The data of 1/10 was randomly selected as the validation set for the Criteo dataset and the Frappe dataset, and the remaining data was used as the training set. The click rate prediction method based on the attention mechanism is implemented based on Tensorflow3+ python3.6, and an optimal set of hyper-parameters is found for each model in a mode of executing grid search on a verification set. The optimization method is Adam, the learning rate is 0.001, the batch size is 4096, regularization is performed using L2 with a coefficient of 0.0001, the number of hidden nodes is defaulted: 400 in the DNN output layer; the CIN output layer is 200 on the Criteo dataset and 100 on the Frappe dataset, for the CrossNet and CIN models in Deep & Cross, because of the difference in data, experiments will be performed by changing the depth of the hidden layer and comparing the best experimental results for each model.
As shown in fig. 5, the click-through rate prediction method (Our's) based on the attention mechanism is compared with other model experimental results, and as can be seen from the experimental results, the LR model is the least performing one of all models, because the LR model can only process some simple feature combinations with low dimensionality, which indicates that it is very necessary to extract implicit features from sparse data by a deep learning method; other models which are trained through Deep learning, such as PNN, Wide & Deep, Deep FM, Deep & Cross, have better effects than FM models, show that real data features are generally very complex, like the FM models which can only process two-dimensional features and cannot process more than three-dimensional features well, so the FM models have not very good effect on high-dimensional feature interaction processing; the processing effect of the DeepFM and Deep & Cross mixed models is better than that of the PNN model only considering the high-dimensional features, which indicates that the low-dimensional interactive features and the high-dimensional interactive features need to be considered simultaneously, and the Wide & Deep model has a lower effect than that of the PNN model because the feature combination mode of the Wide & Deep model is still manually combined; the prediction result of the click rate prediction method based on the attention mechanism is better than three mixed models including Wide & Deep, Deep FM and Deep & Cross, which indicates the need of further subdividing the explicit high-dimensional features, the explicit features are divided into high-dimensional features and low-dimensional features, and certain effect is achieved by combining the training of the implicit high-dimensional features (the features trained by DNN). Compared with the network depth of dozens of layers of computer vision, the network setting of the model of the click rate prediction method based on the attention mechanism is not particularly deep, and a good effect can be achieved by only about 3 layers. As can be seen from fig. 6, when the number of network layers is less than 3, the training result of the model is increasing, and when the number of network layers is greater than 3, the training result of the model is decreasing, which indicates that the more complicated the number of network layers is, the worse the training effect is, and overfitting is easily generated.

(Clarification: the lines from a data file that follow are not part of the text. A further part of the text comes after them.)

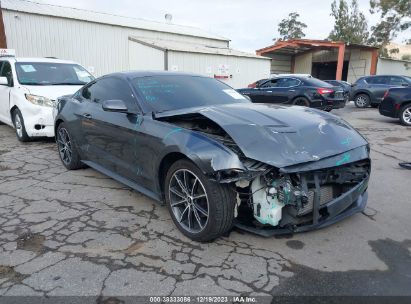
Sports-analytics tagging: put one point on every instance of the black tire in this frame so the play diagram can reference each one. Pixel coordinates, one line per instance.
(362, 101)
(405, 115)
(19, 126)
(67, 148)
(301, 101)
(220, 201)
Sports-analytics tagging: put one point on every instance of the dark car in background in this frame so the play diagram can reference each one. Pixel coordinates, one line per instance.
(257, 83)
(212, 156)
(297, 90)
(346, 86)
(397, 104)
(369, 90)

The click rate prediction method based on the attention mechanism according to the above embodiment of the present invention maps the same class of user features into high-dimensional sparse vectors by unique hot coding, changes the features into low-dimensional dense vectors by Embedding layer Embedding, brings the feature vectors into a compressed interactive network and a deep neural network, respectively, obtains the input value of the next layer by performing the product operation of the corresponding bit elements of the matrix on the initial input value and the input value of the hidden layer by the compressed interactive network and the deep neural network, obtains the input vector of each hidden layer by the calculation of a plurality of hidden layers, performs weight calculation on the input vector of each hidden layer by the attention mechanism, obtains the result of the high-dimensional explicit interactive vector by summing pooling, outputs the result by activating the function after splicing the result obtained by deep learning in the deep neural network and the result of the compressed interactive network, according to the click rate prediction method based on the attention mechanism, in Criteo and Frappe public data sets, low-dimensional features, explicit high-dimensional features and implicit high-dimensional features of users are comprehensively considered, useful feature combinations are screened through the attention mechanism in the attention mechanism, prediction efficiency is improved, manual feature extraction is not needed, high-dimensional feature combinations can be extracted, too high dimensionality is not easily caused, the capability of a wide-depth model for extracting complex combination features is improved, and the click rate prediction method based on the attention mechanism is good in prediction effect by multiplying vector levels instead of element levels and fusing the attention mechanism.
While the foregoing is directed to the preferred embodiment of the present invention, it will be understood by those skilled in the art that various changes and modifications may be made without departing from the spirit and scope of the invention as defined in the appended claims.
Claims (9)
1. A click rate prediction method based on an attention mechanism is characterized by comprising the following steps:
step 1, preprocessing the characteristics of users, and performing One-hot unique coding on the same type of user characteristics to obtain a high-dimensional sparse characteristic vector;
step 2, reducing the dimension of the high-dimension sparse feature vector by embedding the vector, and taking the feature vector after dimension reduction as an input vector of a click rate model to be respectively brought into a compressed interactive network and a deep neural network;
step 3, carrying out Hadamard product on the input initial characteristic vector and the input vector of each hidden layer, taking the obtained result as the input value of the next hidden layer, and increasing the combination of the characteristics by one dimension every more hidden layer;
step 4, obtaining useful combination characteristics by the result vector obtained by each layer through an attention mechanism, and summing and pooling the combination characteristics;
and 5, simplifying and splicing the pooled result and the result obtained by the deep neural network into a new feature vector, and bringing the new feature vector into an output layer to obtain a predicted value.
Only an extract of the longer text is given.